目を伏せて呟いたリョーマの横で、ジローが眠そうな目を細めて笑んだ。

「会いたいの?えっちゃんカワE〜♪」

「ちがッ///ただ早くココから出たいだけッ!!忍足サン、しつこいんスもん///」

「えっちゃん顔真っ赤だよ〜♪」

肘を着いてからかいだすジローにグッと唇を噛む。


「しつこいってコトないやろ;リョーマは跡部の何処に惚れたん?」

あんな俺様傲慢男の何処が良いねん、と言う忍足に、リョーマは眉を寄せた。


「ドコって言われても…気付いたらスキになってた…」

自分でも納得出来なかったのか、首を傾げるリョーマに忍足は不満そうな顔をする。


「俺だって判んないんスょ…ケーゴだからスキになった。そうとしか言えない…」


そう言いながらリョーマの表情が穏やかになるのは、きっとあのヒトの事を思っているから…


「あ〜ぁ…リョーマから惚気聞くなんてな〜。俺の入る余地ないやん…」

「そんなのとっくにナイよ」

リョーマは落ち込んだ様に拗ねる忍足に、クスクスと声を出しながら笑う。
そんな顔を見て、苦しくなるけれど決して嫌な苦しみではなかった。


好きな奴が幸せでいてくれんのが、1番えぇ…


「その幸せにすんのが跡部っちゅ〜のが腑に落んけどな」

「何が腑に落ちねぇって?あーん?」

「ぁ、ケーゴ遅いよ!」

忍足は驚いて後ろを振り返り、その隣では缶に口を付けながらリョーマが不満そうに声をあげた。
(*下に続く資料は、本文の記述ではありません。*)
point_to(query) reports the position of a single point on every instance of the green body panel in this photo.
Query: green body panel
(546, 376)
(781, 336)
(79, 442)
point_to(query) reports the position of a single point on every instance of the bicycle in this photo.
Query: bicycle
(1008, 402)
「しょうがねぇだろ、俺様だって暇じゃねぇんだからよ」

そう言って跡部は眉を寄せて顔を顰るが、その手は優しくリョーマの髪を梳いた。


「ねぇ、もう終わったの?」

「あぁ…」

「じゃぁ、帰ろ?」


小首を傾げて見上げてくるリョーマに、跡部は口角を上げた。それを見て慌てた様子を見せる人物が1人…


「ちょぃ待ち!跡部、部活…」

「忍足、後はテメェに任せた」

「んな阿保なっ!!またかいな!!!」

ツッコミを入れる忍足に、跡部は軽く舌打ちをしてリョーマの肩に腕を回すと、自分の背後に立っていた樺地から自分の荷物を受け取る。


「じゃあな…」

我が道を行く帝王は、何事も無いかの様に部室を出て行こうとする。


「忍足サン、また来ますね」

振り向き様に言うリョーマの顔には、何時もの生意気な笑みがあった。
それを見て、忍足は苦笑する。

独占欲が強い跡部は、そんな2人を怪訝そうに見るが、何も言わずリョーマと共に部室から出て行った。